Imports and the Community II
Thanks for the feedback on the previous post on imports; it got me thinking about whether my model had been over-elaborate. Specifically, the limit on the model agents which capped the maximum “completeness” levels at which they would contribute. I thought this was a necessary part of the model, but after investigation it turns out it isn’t.
The following graph shows what happens when this restriction is removed. Note that I’ve had to run the simulation at higher levels of import for the effects to be really visible — there’s no doubt that, if editors really do continue to contribute after the map has passed their personal threshold of “good enough” (or they don’t have such a threshold), then the imports have less of an effect than they do assuming such a threshold. But they still have a detrimental effect.
Let’s examine the evidence, taken from the changeset history of OpenStreetMap. If people don’t have a threshold then we would expect to see, in areas which are very well-mapped, a similar editor distribution in later edits as we do in earlier edits. The editor distribution shows the cumulative number of edits (in this case changesets) against the cumulative editors themselves. For comparison, it looks a lot like the income inequality charts (Lorenz curves) used to calculate the GINI coefficient. Here’s the chart for London, UK.
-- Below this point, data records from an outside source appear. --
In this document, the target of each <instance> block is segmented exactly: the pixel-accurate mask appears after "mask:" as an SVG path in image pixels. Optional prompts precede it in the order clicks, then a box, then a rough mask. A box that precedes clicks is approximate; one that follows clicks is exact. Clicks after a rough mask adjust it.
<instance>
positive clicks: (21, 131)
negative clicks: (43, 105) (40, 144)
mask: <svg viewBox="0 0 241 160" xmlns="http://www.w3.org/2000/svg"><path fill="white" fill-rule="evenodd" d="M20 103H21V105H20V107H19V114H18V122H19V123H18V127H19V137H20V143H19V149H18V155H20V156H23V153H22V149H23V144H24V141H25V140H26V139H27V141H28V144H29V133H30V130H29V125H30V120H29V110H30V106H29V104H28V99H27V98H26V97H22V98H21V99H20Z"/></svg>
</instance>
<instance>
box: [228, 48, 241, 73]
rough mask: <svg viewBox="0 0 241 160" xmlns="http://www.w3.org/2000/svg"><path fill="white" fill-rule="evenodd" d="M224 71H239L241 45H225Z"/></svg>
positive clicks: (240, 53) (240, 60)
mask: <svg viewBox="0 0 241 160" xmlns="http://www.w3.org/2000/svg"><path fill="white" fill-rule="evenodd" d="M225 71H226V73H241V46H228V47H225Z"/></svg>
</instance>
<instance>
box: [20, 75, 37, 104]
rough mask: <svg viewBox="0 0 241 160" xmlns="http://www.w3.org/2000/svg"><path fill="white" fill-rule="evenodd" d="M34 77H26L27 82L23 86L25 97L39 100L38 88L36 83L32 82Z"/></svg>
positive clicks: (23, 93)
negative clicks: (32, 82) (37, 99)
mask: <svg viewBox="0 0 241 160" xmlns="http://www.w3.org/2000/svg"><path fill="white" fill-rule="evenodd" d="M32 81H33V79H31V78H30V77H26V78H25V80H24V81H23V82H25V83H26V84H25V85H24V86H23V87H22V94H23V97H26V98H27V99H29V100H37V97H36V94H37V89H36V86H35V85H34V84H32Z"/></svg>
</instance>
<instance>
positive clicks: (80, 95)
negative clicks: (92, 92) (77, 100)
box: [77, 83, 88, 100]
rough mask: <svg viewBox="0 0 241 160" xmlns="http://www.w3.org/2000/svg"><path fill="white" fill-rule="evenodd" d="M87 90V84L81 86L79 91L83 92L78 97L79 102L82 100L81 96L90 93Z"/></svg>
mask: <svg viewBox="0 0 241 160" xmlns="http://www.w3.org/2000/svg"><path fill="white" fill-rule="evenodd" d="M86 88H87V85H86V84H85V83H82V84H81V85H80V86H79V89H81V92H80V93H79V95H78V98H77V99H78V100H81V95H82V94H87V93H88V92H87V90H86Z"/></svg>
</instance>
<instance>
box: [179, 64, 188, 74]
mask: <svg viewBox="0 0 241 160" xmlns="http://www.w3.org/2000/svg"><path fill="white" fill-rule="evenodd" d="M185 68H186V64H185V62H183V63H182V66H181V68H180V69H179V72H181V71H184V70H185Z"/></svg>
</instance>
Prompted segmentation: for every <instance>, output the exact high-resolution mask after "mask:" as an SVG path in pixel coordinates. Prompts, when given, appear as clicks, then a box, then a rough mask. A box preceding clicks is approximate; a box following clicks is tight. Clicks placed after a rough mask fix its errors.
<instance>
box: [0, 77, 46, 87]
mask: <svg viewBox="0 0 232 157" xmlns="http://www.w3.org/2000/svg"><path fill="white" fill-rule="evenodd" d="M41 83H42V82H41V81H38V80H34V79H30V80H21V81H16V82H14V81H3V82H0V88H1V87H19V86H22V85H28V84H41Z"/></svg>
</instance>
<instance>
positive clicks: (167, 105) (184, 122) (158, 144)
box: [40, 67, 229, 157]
The red curve represents those edits which are in the top 100 most recent for any particular bounding box, the green line represents those which aren’t. The reason for using recency count, rather than the time of the changeset, is so that there’s no bias towards recently-mapped areas; the 100th changeset in an area is always the 100th changeset regardless of history.
It’s clear that the more recent edits are less equally distributed amongst the users, but the gap between them isn’t huge. Possibly this is an artefact of choosing London as the test-area, as it was the first place to be edited in OpenStreetMap, so maybe has a weird editing history. Let’s look at Den Haag, NL instead.
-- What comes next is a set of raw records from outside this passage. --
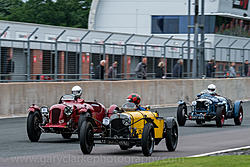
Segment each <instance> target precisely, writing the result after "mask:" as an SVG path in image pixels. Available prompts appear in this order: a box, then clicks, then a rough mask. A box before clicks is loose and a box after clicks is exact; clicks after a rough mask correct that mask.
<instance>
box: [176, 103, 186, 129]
mask: <svg viewBox="0 0 250 167" xmlns="http://www.w3.org/2000/svg"><path fill="white" fill-rule="evenodd" d="M186 115H187V107H186V106H185V105H184V104H180V105H179V106H178V108H177V121H178V124H179V125H180V126H184V125H185V123H186Z"/></svg>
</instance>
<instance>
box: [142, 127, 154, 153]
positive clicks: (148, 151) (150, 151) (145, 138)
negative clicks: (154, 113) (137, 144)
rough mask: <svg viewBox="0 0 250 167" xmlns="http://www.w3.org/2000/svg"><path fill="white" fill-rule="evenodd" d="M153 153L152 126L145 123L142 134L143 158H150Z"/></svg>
mask: <svg viewBox="0 0 250 167" xmlns="http://www.w3.org/2000/svg"><path fill="white" fill-rule="evenodd" d="M153 151H154V126H153V124H152V123H147V124H146V125H145V126H144V128H143V132H142V152H143V154H144V155H145V156H151V154H152V153H153Z"/></svg>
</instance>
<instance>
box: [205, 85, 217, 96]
mask: <svg viewBox="0 0 250 167" xmlns="http://www.w3.org/2000/svg"><path fill="white" fill-rule="evenodd" d="M207 90H208V93H210V94H215V92H216V86H215V85H214V84H210V85H208V87H207Z"/></svg>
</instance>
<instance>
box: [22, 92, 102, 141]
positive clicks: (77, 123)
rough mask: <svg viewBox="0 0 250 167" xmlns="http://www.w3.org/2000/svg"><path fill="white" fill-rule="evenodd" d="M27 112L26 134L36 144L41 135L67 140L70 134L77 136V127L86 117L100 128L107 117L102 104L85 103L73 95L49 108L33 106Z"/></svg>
mask: <svg viewBox="0 0 250 167" xmlns="http://www.w3.org/2000/svg"><path fill="white" fill-rule="evenodd" d="M28 112H29V114H28V118H27V133H28V137H29V139H30V141H31V142H37V141H38V140H39V139H40V136H41V134H42V133H57V134H61V135H62V137H63V138H65V139H69V138H71V136H72V134H78V135H79V130H78V127H81V124H82V122H83V120H84V119H86V118H87V117H93V118H94V119H95V120H96V125H97V126H101V123H100V122H102V120H103V118H104V117H105V116H106V115H107V113H106V109H105V107H104V106H103V105H102V104H100V103H97V102H85V101H84V100H83V99H80V98H77V97H76V96H75V95H74V94H70V95H64V96H62V97H61V98H60V100H59V103H58V104H54V105H52V106H51V107H50V108H48V107H46V106H42V107H39V106H37V105H35V104H33V105H32V106H30V107H29V109H28Z"/></svg>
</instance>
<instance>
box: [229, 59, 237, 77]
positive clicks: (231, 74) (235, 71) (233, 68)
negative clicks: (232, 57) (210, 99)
mask: <svg viewBox="0 0 250 167" xmlns="http://www.w3.org/2000/svg"><path fill="white" fill-rule="evenodd" d="M229 77H230V78H235V77H236V71H235V63H234V62H232V63H231V66H230V68H229Z"/></svg>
The same effect is visible, but not as pronounced. There is no firm conclusion to this, but maybe a slight suggestion that there is an inequality between recent editor activity and older editor activity in the same area. There are some problems with this approach, however, primary amongst them; all changesets are not equal and counting them in this fashion makes assumptions about the statistical distribution of work (FSVO “work”) within changesets.
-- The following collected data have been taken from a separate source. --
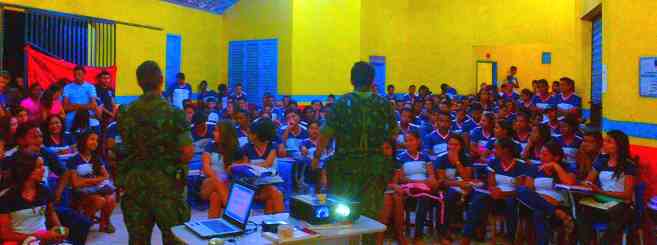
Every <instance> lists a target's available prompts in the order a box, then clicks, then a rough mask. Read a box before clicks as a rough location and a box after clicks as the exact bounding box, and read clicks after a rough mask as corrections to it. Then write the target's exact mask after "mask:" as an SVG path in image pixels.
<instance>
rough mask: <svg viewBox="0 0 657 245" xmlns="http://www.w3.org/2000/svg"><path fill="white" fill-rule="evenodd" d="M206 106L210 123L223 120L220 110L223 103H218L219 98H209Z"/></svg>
mask: <svg viewBox="0 0 657 245" xmlns="http://www.w3.org/2000/svg"><path fill="white" fill-rule="evenodd" d="M205 107H206V108H205V111H206V113H207V114H208V123H210V124H217V122H218V121H219V120H221V116H220V115H221V112H220V110H219V108H221V105H217V99H216V98H215V97H209V98H207V100H206V102H205Z"/></svg>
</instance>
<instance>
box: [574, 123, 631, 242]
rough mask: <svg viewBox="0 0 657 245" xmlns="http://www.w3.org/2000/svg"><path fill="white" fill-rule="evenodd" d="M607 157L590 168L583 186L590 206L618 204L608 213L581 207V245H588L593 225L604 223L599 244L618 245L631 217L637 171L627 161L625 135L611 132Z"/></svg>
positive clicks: (608, 132)
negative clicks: (604, 229)
mask: <svg viewBox="0 0 657 245" xmlns="http://www.w3.org/2000/svg"><path fill="white" fill-rule="evenodd" d="M602 148H603V151H604V152H605V153H606V154H607V156H606V157H600V158H598V159H597V160H596V161H595V163H594V164H593V169H592V170H591V172H589V175H588V177H587V178H586V181H585V182H584V184H585V185H586V186H588V187H590V188H591V189H592V190H593V193H594V194H596V195H595V196H594V200H593V202H599V203H607V202H617V204H615V205H614V206H612V207H610V208H609V209H607V210H603V209H598V208H593V207H589V206H585V205H582V204H580V212H579V213H578V215H577V238H578V241H579V243H580V244H591V241H592V240H593V238H594V236H593V234H594V233H593V227H592V226H593V224H594V223H607V224H608V226H607V230H606V231H604V232H603V234H602V240H601V241H603V243H602V244H620V243H621V240H620V239H621V232H622V230H623V228H624V227H625V225H627V223H628V222H629V220H630V218H631V217H632V215H627V214H628V213H632V212H633V211H631V208H630V204H631V203H632V201H633V197H634V185H635V181H636V178H637V175H638V167H637V165H636V163H635V162H634V161H633V160H632V159H631V157H630V142H629V139H628V137H627V135H625V133H623V132H621V131H618V130H612V131H609V132H608V133H607V137H605V139H604V143H603V147H602Z"/></svg>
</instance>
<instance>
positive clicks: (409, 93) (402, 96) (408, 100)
mask: <svg viewBox="0 0 657 245" xmlns="http://www.w3.org/2000/svg"><path fill="white" fill-rule="evenodd" d="M415 90H416V87H415V85H411V86H408V94H405V95H404V96H402V100H403V101H405V102H409V103H414V102H415V100H416V99H417V93H416V91H415Z"/></svg>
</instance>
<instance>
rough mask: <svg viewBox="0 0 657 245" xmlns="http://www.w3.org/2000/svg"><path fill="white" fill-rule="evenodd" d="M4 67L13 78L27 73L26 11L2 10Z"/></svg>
mask: <svg viewBox="0 0 657 245" xmlns="http://www.w3.org/2000/svg"><path fill="white" fill-rule="evenodd" d="M2 12H3V14H2V21H0V22H2V25H3V26H2V30H3V34H2V35H3V38H2V47H3V52H2V67H3V69H5V70H7V71H9V73H10V74H11V76H12V78H16V77H19V76H20V77H23V76H24V74H25V52H24V51H23V48H24V47H25V13H24V12H18V11H12V10H6V9H5V10H2Z"/></svg>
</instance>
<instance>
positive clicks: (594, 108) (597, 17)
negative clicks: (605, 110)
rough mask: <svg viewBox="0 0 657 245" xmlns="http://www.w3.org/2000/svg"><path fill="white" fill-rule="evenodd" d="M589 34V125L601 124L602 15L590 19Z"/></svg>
mask: <svg viewBox="0 0 657 245" xmlns="http://www.w3.org/2000/svg"><path fill="white" fill-rule="evenodd" d="M591 26H592V31H591V33H592V36H591V121H590V123H591V126H593V127H596V128H600V127H601V126H602V83H603V81H602V79H603V73H604V66H603V64H602V45H603V43H602V17H601V16H598V17H596V18H595V19H593V21H592V25H591Z"/></svg>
Let’s look at some primary data then; the unique number of users per month in particular areas. First up, the USA.
The grey areas behind the curve are the periods in which TIGER data was being imported. Interestingly the first import doesn’t seem to have had much effect. About three months after the second, though, the editor growth rate seems to have dropped off. Maybe it’s an artefact, due to the low population density or something. Let’s look at somewhere with a higher density, the Netherlands.
The grey area, again, is the import. And, again, there’s a drop-off about three months after the import is finished. Maybe everywhere has a drop-off around the beginning of 2008? Let’s look at some more places.
Both Germany and Denmark had drop-offs in editor growth, albeit about 6 months after the Netherlands. But the UK seems to have had it’s drop-off much earlier — or maybe it just hasn’t had it yet. The kink in the graph, then, seems to be something natural (well, i fitted two curves, so I’d be surprised if it didn’t kink somewhere), but USA and NL kink earlier and lower than any of the others except the UK. The UK, though, has the highest current fit growth rate, so maybe it wasn’t a good candidate for a two-line fit.
In conclusion; even without the assumption that agent-editors have a threshold for contributions, the theoretical model still predicts that imports damage the growth of the editor community. There’s no conclusive evidence for this in practice, although there is some circumstantial evidence. At this point it’s difficult to say for sure whether the effects shown here are due to imports, or due to seasonal effects or anything else. For answers to those questions we’ll need more sophisticated analyses or more data.
September 10th, 2009